While everyone strives to make the story their own, let's not forget to give credit to the veteran reporter who broke it. WFAA8's Rebecca Lopez joined the station in 1998. Her primary responsibility at WFAA8 is the police beat. And this is a prime example of where beat reporting, an endangered species in local TV news, paid off with an important story.

There's still no substitute for developing sources and knowing your terrain. But that's all being seriously jeopardized in this market and many others by continued downsizing of news staffs amid "content sharing" among stations that used to be arch rivals. Gradually you pay a price for that.

Lopez's story, which first ran on Wednesday's 10 p.m. newscast, now is driving web traffic on all four of D-FW's major TV news providers. But WFAA8 is getting the lion's share of viewer comments.

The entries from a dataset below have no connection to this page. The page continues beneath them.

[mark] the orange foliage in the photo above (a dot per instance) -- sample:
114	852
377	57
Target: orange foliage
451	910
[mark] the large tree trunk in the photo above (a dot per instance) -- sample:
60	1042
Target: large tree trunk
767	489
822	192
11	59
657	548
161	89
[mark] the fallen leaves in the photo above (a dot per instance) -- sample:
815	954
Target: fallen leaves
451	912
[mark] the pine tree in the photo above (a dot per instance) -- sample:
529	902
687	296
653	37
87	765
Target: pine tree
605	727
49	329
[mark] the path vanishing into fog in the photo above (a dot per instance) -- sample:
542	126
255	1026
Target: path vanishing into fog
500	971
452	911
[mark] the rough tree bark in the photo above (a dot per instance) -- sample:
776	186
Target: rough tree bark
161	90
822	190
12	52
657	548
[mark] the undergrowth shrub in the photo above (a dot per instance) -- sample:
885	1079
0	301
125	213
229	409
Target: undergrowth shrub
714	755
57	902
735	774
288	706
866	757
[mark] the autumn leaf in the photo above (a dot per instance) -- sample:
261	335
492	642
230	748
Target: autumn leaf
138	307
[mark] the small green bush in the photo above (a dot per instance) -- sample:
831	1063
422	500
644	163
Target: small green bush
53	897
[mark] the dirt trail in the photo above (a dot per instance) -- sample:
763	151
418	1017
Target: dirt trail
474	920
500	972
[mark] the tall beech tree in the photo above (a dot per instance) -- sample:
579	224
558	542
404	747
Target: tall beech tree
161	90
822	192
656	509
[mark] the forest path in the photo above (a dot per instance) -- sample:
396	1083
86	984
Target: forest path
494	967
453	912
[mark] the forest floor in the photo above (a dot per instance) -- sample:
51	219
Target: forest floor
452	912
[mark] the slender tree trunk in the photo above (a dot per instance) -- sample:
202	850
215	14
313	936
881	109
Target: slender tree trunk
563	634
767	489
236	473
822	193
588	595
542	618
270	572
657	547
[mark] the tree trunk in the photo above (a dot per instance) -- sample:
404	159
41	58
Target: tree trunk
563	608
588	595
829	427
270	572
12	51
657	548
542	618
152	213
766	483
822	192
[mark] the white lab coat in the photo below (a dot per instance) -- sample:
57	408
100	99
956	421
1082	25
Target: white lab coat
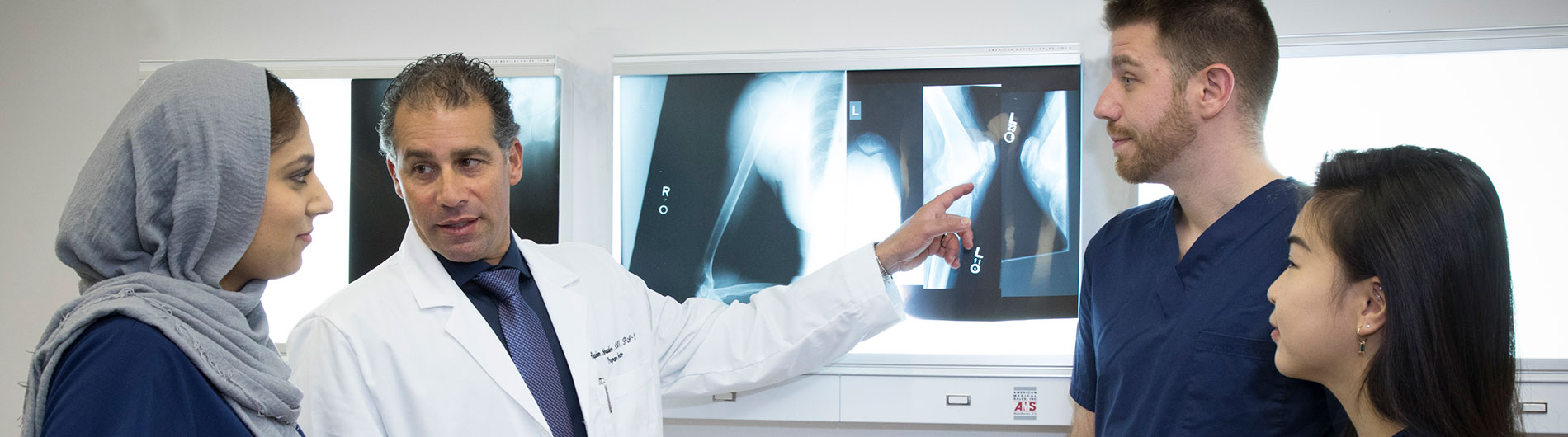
402	351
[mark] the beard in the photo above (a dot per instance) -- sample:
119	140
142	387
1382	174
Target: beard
1156	149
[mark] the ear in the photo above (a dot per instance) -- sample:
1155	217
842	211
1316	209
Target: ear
1372	303
515	162
1217	83
397	184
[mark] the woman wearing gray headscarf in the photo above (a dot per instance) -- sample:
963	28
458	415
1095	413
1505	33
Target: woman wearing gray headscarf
200	193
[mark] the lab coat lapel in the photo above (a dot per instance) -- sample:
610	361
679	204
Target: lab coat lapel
433	289
568	312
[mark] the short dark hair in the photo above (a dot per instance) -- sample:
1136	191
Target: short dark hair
284	111
447	80
1200	33
1429	224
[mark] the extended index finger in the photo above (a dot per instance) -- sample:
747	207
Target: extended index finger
952	195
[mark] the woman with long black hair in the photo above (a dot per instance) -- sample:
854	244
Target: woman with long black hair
1397	296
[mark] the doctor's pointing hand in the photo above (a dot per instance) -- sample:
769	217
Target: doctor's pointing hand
932	231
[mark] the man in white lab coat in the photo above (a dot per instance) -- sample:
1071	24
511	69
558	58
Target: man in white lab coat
472	331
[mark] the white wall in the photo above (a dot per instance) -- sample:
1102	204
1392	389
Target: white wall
69	64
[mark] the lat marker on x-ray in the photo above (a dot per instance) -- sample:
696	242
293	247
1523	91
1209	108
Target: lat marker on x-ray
662	207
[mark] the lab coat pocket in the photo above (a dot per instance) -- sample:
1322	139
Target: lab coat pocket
631	402
1231	384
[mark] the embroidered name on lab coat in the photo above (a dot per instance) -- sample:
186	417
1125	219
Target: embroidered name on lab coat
613	350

As of this Friday a.m. writing, 1,761 comments have been logged on WFAA.com.

NBCdfw.com has 377 comments so far, and cbs11tv.com has a poll asking, "What do you think about the DPD officer who kept the NFL player from seeing his dying relative?" So far 80 percent have responded, "Outrageous -- He Should Be Fired." But CBS11 has no information on how many people have voted.

Myfoxdfw.com doesn't have a comments option attached to its coverage.

Moats and his wife, Tamishia, supposedly were going to appear exclusively on Friday's CBS Early Show to talk about the incident. At least that's what CBS11 anchor Karen Borta told viewers during Thursday's late night newscast, which was delayed by NCAA basketball.

The interview never happened, though. CBS11 spokesperson Lori Conrad, responding to an inquiry, said that the Early Show interview "was a lock until this (Friday) morning, when the broadcast executive producer got an email saying that they couldn't do the interview because Ryan's wife was still grieving."

In D-FW and nationally, Early Show long has been the least-watched of the three competing network morning programs.